The Nintendo Switch release received generally positive reception. Early impressions of the Nintendo Switch version by RPGamer writer Anna Marie Privitere noted the game was well suited for "five-minute bursts or five-hour marathons and still be enjoyable," making it a good fit for the Switch. Nintendo Life writer Ollie Reynolds was generally positive towards the Nintendo Switch version of the game, praising it for its diversity, ability to choose to not romance anyone, its visual style, and writing.

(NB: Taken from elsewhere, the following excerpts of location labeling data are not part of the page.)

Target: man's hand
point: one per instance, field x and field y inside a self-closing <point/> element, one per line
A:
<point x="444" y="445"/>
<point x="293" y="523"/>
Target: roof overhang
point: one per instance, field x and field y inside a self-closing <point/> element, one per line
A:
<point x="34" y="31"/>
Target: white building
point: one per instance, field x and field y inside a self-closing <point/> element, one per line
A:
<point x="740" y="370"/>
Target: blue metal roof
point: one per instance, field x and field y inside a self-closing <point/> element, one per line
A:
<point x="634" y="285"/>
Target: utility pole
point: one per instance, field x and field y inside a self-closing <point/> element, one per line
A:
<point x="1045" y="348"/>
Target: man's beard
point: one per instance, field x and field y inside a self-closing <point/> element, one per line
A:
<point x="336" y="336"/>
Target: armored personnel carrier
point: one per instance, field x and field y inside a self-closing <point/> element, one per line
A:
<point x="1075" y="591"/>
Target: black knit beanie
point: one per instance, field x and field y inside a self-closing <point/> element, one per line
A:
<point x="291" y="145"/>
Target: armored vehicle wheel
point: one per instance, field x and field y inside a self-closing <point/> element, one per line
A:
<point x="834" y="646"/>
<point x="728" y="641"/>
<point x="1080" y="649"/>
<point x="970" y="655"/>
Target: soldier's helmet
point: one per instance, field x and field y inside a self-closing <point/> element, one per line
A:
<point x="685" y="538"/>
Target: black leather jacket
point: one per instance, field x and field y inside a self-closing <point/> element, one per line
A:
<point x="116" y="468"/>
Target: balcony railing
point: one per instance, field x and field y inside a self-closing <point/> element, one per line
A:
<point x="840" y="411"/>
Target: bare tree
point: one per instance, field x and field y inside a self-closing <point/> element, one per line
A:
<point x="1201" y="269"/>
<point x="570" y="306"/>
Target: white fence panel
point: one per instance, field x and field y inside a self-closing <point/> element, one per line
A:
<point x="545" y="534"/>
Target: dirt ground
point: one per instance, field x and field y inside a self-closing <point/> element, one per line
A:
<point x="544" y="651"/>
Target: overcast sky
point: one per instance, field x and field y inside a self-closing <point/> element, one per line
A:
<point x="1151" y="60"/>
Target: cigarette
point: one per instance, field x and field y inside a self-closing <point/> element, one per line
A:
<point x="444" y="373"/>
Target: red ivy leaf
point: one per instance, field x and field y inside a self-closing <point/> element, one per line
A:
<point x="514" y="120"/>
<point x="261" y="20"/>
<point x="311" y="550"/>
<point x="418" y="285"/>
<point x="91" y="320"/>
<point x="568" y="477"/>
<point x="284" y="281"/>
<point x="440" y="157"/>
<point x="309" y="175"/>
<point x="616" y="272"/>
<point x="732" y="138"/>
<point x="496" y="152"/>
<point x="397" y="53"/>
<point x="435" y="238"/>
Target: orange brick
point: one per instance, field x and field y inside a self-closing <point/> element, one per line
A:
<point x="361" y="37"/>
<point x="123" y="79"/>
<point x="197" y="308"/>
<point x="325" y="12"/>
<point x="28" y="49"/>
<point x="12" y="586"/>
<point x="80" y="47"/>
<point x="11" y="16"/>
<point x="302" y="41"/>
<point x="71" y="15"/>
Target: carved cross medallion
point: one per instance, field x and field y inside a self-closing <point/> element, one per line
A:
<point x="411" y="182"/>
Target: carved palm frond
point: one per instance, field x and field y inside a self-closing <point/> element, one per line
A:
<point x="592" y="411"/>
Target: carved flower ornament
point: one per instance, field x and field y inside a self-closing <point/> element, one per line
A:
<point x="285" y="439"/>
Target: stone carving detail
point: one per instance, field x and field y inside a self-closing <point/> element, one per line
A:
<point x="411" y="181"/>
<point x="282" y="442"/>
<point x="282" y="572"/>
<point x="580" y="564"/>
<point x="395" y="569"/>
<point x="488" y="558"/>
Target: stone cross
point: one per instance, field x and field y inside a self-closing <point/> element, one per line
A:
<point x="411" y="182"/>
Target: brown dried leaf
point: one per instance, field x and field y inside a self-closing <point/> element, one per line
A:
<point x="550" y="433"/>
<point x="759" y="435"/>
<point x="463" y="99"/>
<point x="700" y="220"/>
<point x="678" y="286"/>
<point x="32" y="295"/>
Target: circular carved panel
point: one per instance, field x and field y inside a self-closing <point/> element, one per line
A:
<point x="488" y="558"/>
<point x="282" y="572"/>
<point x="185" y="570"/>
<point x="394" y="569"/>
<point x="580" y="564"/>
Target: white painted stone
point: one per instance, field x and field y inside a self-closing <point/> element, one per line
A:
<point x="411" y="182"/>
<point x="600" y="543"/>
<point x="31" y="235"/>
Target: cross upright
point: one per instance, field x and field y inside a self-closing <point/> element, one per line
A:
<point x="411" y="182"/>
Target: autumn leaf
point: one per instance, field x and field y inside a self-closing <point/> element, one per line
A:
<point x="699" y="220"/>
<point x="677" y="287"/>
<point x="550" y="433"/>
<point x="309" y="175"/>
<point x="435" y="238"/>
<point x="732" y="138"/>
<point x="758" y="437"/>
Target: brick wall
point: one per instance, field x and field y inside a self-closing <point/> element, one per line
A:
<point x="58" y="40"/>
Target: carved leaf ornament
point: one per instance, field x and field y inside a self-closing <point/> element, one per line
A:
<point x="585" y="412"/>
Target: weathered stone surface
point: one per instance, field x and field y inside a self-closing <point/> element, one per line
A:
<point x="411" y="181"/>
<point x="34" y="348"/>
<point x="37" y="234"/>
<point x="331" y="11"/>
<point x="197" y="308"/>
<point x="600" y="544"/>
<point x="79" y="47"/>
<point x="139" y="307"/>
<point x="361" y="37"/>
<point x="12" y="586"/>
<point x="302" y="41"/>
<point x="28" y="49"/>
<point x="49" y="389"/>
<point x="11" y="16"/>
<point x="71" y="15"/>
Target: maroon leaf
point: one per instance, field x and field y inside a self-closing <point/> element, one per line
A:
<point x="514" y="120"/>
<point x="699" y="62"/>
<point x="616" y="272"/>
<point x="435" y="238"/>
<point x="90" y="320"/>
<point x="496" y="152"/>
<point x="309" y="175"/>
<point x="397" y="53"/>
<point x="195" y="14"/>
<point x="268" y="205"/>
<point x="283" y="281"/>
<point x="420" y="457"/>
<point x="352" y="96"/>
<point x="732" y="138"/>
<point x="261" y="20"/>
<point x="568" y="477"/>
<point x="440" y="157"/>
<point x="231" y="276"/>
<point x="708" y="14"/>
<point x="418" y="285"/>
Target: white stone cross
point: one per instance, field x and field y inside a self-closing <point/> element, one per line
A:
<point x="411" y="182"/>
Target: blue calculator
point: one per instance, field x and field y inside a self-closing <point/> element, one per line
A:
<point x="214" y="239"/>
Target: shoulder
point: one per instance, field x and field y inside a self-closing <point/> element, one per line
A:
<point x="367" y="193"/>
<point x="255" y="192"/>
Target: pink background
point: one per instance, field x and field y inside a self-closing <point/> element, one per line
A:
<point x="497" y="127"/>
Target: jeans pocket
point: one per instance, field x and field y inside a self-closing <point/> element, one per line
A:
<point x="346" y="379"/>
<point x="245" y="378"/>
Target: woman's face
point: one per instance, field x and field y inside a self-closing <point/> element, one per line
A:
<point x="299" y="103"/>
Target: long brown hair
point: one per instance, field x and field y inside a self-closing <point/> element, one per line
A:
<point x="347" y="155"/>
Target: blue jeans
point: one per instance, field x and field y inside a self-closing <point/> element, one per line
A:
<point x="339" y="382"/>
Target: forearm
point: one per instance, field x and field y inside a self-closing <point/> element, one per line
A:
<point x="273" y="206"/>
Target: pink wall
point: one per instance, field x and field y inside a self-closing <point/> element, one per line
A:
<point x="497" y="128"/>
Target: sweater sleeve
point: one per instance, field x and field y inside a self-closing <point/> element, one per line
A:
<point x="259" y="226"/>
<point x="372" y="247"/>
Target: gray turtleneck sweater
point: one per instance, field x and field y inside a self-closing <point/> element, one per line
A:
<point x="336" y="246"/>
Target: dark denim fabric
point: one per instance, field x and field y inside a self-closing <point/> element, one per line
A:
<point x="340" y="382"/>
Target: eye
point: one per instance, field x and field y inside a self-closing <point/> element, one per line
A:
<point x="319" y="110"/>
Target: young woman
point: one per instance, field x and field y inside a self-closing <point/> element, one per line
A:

However, they felt some of the voice acting was poor, focused too much on nostalgia, and had low volume when played in the Nintendo Switch's handheld mode. NintendoWorldReport writer Jordan Rudek was more critical of the game. They praised it for its character customization, but felt that the character relationships "aren't earned" and criticized the dialogue choice system for being uncompelling. They also felt that the presentation was poor and that the writing relied too much on references. Digitally Downloaded writer Matthew Codd found glitches with the Switch release, but noted that this should not make someone avoid the game. They described the game as "warm, funny, [and] moving," and praised its cast of characters.

==Sequel==
A sequel to Arcade Spirits, titled Arcade Spirits: The New Challengers, was announced in June 2020 and released on May 27, 2022.